[Intel-gfx] [PATCH v2] drm/i915: Execlist irq handler micro optimisations

Fri Feb 12 15:54:27 UTC 2016

On 12/02/16 14:42, Chris Wilson wrote:
> On Fri, Feb 12, 2016 at 12:00:40PM +0000, Tvrtko Ursulin wrote:
>> From: Tvrtko Ursulin <tvrtko.ursulin at intel.com>
>>
>> Assorted changes most likely without any practical effect
>> apart from a tiny reduction in generated code for the interrupt
>> handler and request submission.
>>
>>   * Remove needless initialization.
>>   * Improve cache locality by reorganizing code and/or using
>>     branch hints to keep unexpected or error conditions out
>>     of line.
>>   * Favor busy submit path vs. empty queue.
>>   * Less branching in hot-paths.
>>
>> v2:
>>
>>   * Avoid mmio reads when possible. (Chris Wilson)
>>   * Use natural integer size for csb indices.
>>   * Remove useless return value from execlists_update_context.
>>   * Extract 32-bit ppgtt PDPs update so it is out of line and
>>     shared with two callers.
>>   * Grab forcewake across all mmio operations to ease the
>>     load on uncore lock and use chepear mmio ops.
>>
>> Version 2 now makes the irq handling code path ~20% smaller on
>> 48-bit PPGTT hardware, and a little bit less elsewhere. Hot
>> paths are mostly in-line now and hammering on the uncore
>> spinlock is greatly reduced together with mmio traffic to an
>> extent.
>
> Did you notice that ring->next_context_status_buffer is redundant as we
> also have that information to hand in status_pointer?

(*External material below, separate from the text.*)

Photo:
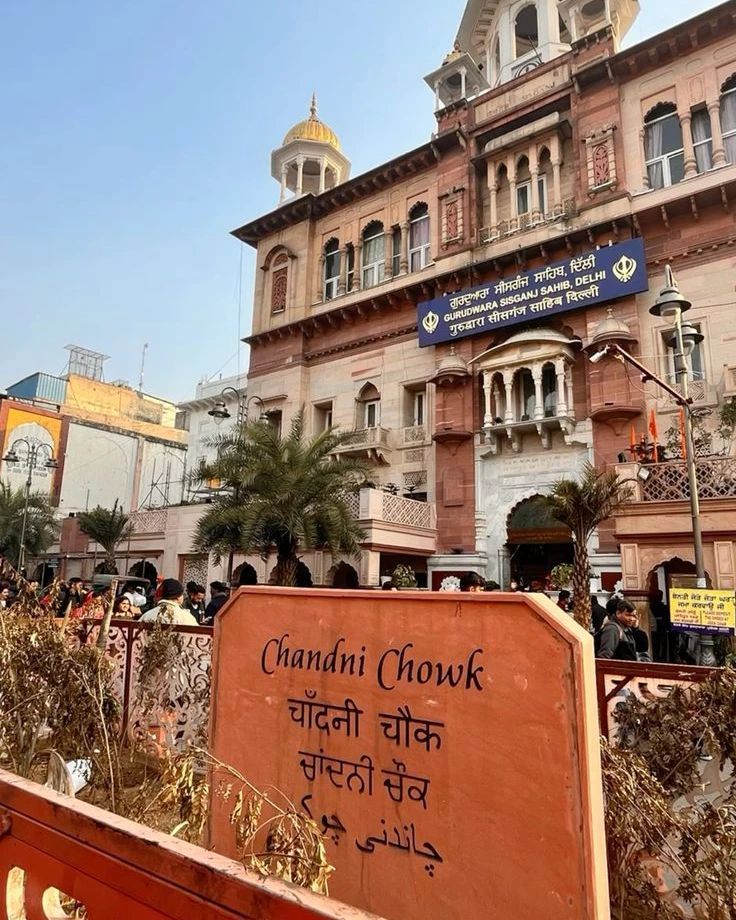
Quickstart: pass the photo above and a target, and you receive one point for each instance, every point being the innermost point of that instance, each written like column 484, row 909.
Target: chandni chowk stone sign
column 446, row 744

I didn't and don't know that part that well. There might be some future 
proofing issues around it as well.

> What's your thinking for
>
> 	if (req->elsp_submitted & ring->gen8_9)
>
> vs a plain
>
> 	if (req->elsp_submitted)
> ?

Another don't know this part that well. Is it not useful to not submit 
two noops if they are not needed? Do they still end up submitted to the 
GPU somehow?

> The tidies look good. Be useful to double check whether gem_latency is
> behaving as a canary, it's a bit of a puzzle why that first dispatch
> latency would grow.

Yes a puzzle, no idea how and why. But "gem_latency -n 100" does not 
show this regression. I've done a hundred runs and these are the results:

  * Throughput up 4.04%
  * Dispatch latency down 0.37%
  * Consumer and producer latencies down 22.53%
  * CPU time down 2.25%

So it all looks good.

Regards,

Tvrtko